Dedicating his audience talk to the true meaning of Christmas as a celebration of Christ’s birth, the pope greeted pilgrims gathered in the Vatican’s Paul VI audience hall, which was decorated with a Christmas tree and a life-size Nativity scene.
The creche, the liturgies and the seasonal songs all help the faithful relive today the birth of Christ the savior, he said.
However, especially in Europe, he said, Christmas is being stripped of its true nature “in the name of a false respect for those who are not Christian.” But, often the true motive behind eliminating any reference to the birth of Christ is a desire to “marginalize faith.”
Just as God gave the world his son — born at night to a poor girl in a stable in Bethlehem — he still sends Christ into a world that is enveloped by darkness and slumbers, the pope said.
“And still today we witness the fact that often humanity prefers darkness because people know that light reveals all those actions and thoughts that would shame and prick one’s conscience,” he said. “So, people prefer to stay in the dark and not disturb their erring ways.”

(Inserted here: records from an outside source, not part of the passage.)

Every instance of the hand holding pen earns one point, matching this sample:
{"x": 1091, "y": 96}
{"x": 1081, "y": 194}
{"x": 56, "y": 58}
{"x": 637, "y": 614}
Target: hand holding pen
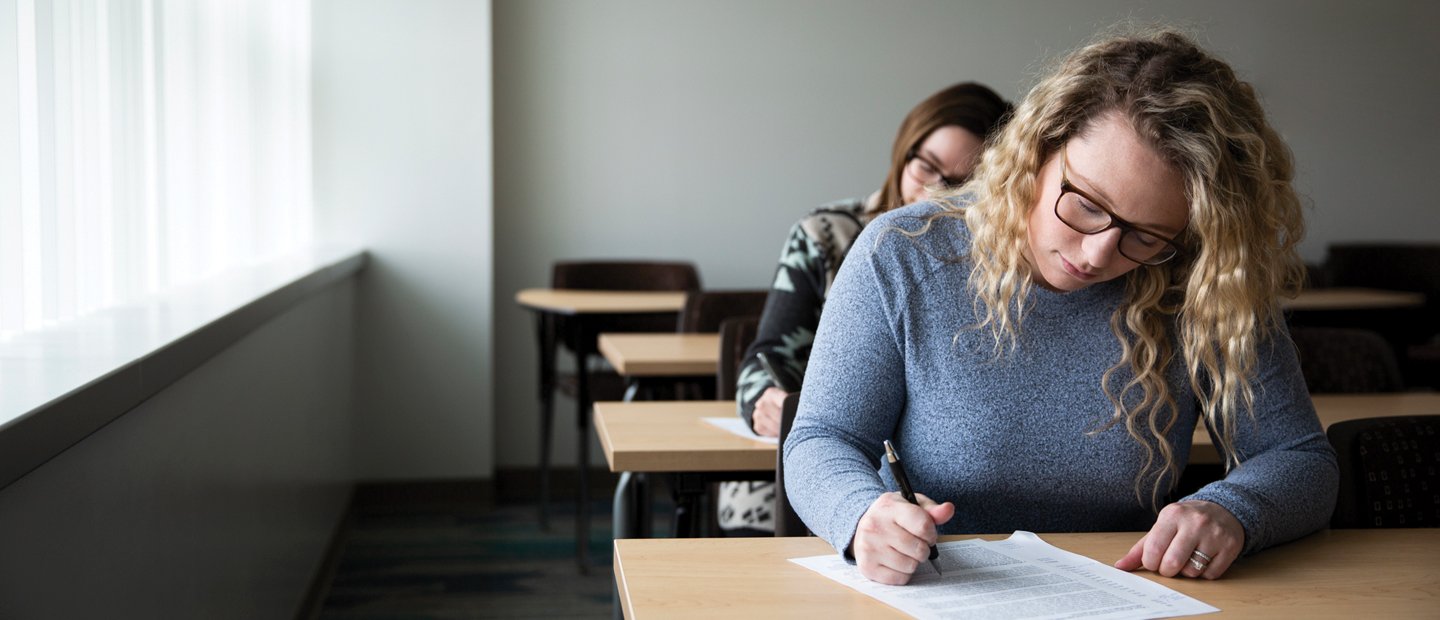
{"x": 893, "y": 538}
{"x": 896, "y": 469}
{"x": 768, "y": 407}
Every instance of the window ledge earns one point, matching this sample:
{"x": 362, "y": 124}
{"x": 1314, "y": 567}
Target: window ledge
{"x": 64, "y": 383}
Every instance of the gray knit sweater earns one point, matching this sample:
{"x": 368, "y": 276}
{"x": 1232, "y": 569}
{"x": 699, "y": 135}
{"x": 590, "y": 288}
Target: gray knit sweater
{"x": 1007, "y": 439}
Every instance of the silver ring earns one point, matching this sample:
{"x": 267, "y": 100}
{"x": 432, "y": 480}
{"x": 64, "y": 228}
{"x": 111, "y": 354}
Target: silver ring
{"x": 1200, "y": 560}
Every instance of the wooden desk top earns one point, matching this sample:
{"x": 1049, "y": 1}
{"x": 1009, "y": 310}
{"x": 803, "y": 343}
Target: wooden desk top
{"x": 661, "y": 354}
{"x": 1338, "y": 407}
{"x": 671, "y": 436}
{"x": 1351, "y": 298}
{"x": 573, "y": 302}
{"x": 1341, "y": 573}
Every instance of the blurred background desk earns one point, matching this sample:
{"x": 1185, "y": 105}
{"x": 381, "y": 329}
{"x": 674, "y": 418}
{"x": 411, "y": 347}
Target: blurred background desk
{"x": 673, "y": 438}
{"x": 1337, "y": 407}
{"x": 583, "y": 312}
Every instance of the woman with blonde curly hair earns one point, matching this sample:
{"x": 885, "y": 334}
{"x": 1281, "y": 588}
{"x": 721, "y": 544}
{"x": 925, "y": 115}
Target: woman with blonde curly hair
{"x": 1041, "y": 345}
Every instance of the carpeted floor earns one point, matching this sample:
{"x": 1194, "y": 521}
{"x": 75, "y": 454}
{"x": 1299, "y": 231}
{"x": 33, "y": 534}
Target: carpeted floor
{"x": 454, "y": 561}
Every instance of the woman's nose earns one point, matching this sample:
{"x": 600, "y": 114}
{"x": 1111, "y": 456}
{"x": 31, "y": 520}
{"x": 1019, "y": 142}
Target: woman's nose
{"x": 1102, "y": 248}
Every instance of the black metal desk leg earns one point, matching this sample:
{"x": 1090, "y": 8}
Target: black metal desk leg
{"x": 545, "y": 334}
{"x": 582, "y": 419}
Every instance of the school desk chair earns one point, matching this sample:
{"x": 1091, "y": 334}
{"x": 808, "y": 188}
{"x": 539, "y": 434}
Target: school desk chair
{"x": 1344, "y": 360}
{"x": 1390, "y": 472}
{"x": 736, "y": 335}
{"x": 703, "y": 314}
{"x": 1397, "y": 266}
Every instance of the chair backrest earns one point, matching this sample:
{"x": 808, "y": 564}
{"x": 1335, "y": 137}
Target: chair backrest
{"x": 736, "y": 334}
{"x": 786, "y": 522}
{"x": 1342, "y": 360}
{"x": 1390, "y": 472}
{"x": 704, "y": 310}
{"x": 622, "y": 275}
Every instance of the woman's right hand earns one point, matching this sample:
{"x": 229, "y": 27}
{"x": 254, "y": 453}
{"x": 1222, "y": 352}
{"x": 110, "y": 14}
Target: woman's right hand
{"x": 766, "y": 416}
{"x": 894, "y": 537}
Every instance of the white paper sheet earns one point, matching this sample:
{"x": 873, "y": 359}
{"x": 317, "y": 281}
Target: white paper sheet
{"x": 738, "y": 426}
{"x": 1020, "y": 577}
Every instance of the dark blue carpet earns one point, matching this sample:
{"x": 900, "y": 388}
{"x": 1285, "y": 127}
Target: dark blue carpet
{"x": 470, "y": 563}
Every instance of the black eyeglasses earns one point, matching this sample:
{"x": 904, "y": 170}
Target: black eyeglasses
{"x": 928, "y": 171}
{"x": 1087, "y": 216}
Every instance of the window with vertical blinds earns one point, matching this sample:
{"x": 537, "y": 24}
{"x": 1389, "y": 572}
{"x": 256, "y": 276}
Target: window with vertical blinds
{"x": 146, "y": 144}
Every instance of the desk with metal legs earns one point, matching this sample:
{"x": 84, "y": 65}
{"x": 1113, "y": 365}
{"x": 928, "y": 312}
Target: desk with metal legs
{"x": 673, "y": 438}
{"x": 581, "y": 307}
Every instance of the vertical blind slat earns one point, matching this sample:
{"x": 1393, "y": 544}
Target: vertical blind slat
{"x": 154, "y": 143}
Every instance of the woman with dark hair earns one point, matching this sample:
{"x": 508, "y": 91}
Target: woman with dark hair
{"x": 938, "y": 146}
{"x": 1043, "y": 345}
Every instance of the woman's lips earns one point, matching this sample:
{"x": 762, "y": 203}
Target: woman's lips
{"x": 1076, "y": 272}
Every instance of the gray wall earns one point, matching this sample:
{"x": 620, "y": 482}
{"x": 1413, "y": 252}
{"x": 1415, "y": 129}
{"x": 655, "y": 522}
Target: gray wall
{"x": 212, "y": 499}
{"x": 702, "y": 130}
{"x": 402, "y": 148}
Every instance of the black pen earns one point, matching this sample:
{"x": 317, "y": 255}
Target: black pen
{"x": 769, "y": 370}
{"x": 896, "y": 469}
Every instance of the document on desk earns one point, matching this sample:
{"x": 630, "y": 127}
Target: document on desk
{"x": 1020, "y": 577}
{"x": 738, "y": 426}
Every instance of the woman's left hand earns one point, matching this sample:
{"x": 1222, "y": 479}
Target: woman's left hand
{"x": 1181, "y": 540}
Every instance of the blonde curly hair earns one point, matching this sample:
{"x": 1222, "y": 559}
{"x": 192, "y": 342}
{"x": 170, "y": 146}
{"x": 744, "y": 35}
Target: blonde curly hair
{"x": 1220, "y": 294}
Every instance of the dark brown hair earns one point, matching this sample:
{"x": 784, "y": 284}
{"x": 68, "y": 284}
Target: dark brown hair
{"x": 969, "y": 105}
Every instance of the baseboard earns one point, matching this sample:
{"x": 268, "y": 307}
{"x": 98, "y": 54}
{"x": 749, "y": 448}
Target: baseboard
{"x": 403, "y": 495}
{"x": 523, "y": 484}
{"x": 314, "y": 600}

Instead, people are called to be like the shepherds, seeking out that true guiding light, who appears first to those who are marginalized and poor, he said.
“Jesus establishes a friendship with the lowly and despised,” the pope said; he offers hope and encouragement for building a better world, where “there are no longer any people who are turned away, mistreated and destitute.”
“God opened for us the way to a new life, built not on selfishness, but upon love,” he said.
In that context, he said, exchanging gifts on Christmas is a sign of accepting God’s example and teaching: to freely give oneself, one’s love and tenderness to others.
“The true gift for us is Jesus and, like him, we want to be a gift for others,” especially for those who have never experienced any love, care and tenderness in their lives, he said. The Christmas season “encourages us” to do this for others, he added.
At the end of the audience, members of Italy’s Golden Circus performed for the pope. After two giant costumed polar bears did a little dance, female acrobats dressed in green, dragon-print leotards balanced high atop one another before a male troupe in fake leopard skins leapt into more gravity-defying poses. A muscular “strong man” bent a piece of metal and gave it to the pope, who thanked him for the present.
He thanked the performers for the show, saying the circus — just like all real art — “always brings us closer to God. You, with your work, with your skill, bring people to God. Thank you for what you do.”